Member of the National Assembly of Pakistan
- Incumbent
- Assumed office 29 February 2024
- Constituency: NA-170 Rahim Yar Khan-II

Personal details
- Party: PTI (2018-present)

= Mian Ghous Muhammad =

Member of the National Assembly of Pakistan from Rahim Yar Khan (2024–2029)

Mian Ghous Muhammad (میاں غوث محمد) is a Pakistani politician who has been a member of the National Assembly of Pakistan since February 2024.

==Political career==
Muhammad contested the 2008 Pakistani general election from NA-193 Rahim Yar Khan-II as an independent candidate, but was unsuccessful. He received 252 votes and was defeated by Mian Abdul Sattar, a candidate of Pakistan People's Party (PPP).

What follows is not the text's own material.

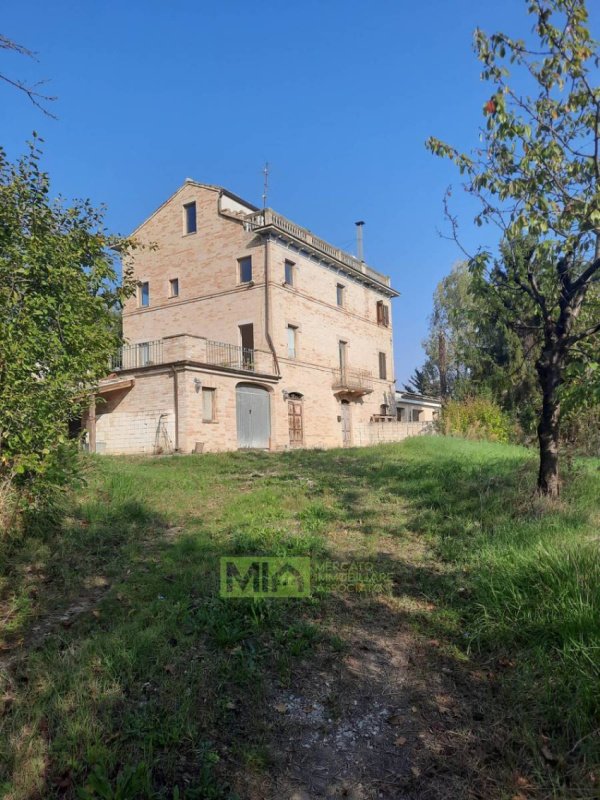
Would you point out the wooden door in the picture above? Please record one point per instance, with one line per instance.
(296, 423)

He contested the 2013 Pakistani general election from NA-193 Rahim Yar Khan-II as a candidate of Pakistan Tehreek-e-Insaf (PTI), but was unsuccessful. He received 17,130 votes and was defeated by Sheikh Fayyaz Ud Din, a candidate of Pakistan Muslim League (N) (PML(N)).

He contested the 2018 Pakistani general election from NA-176 Rahim Yar Khan-II as a candidate of PTI, but was unsuccessful. He received 59,937 votes and was defeated by Sheikh Fayyaz Ud Din, a candidate of PML(N).

He was elected to the National Assembly of Pakistan in the 2024 Pakistani general election from NA-170 Rahim Yar Khan-II as an independent candidate supported by PTI. He received 113,336 votes while runner-up Sheikh Fayyaz Ud Din, a candidate of PML(N), received 79,144 votes.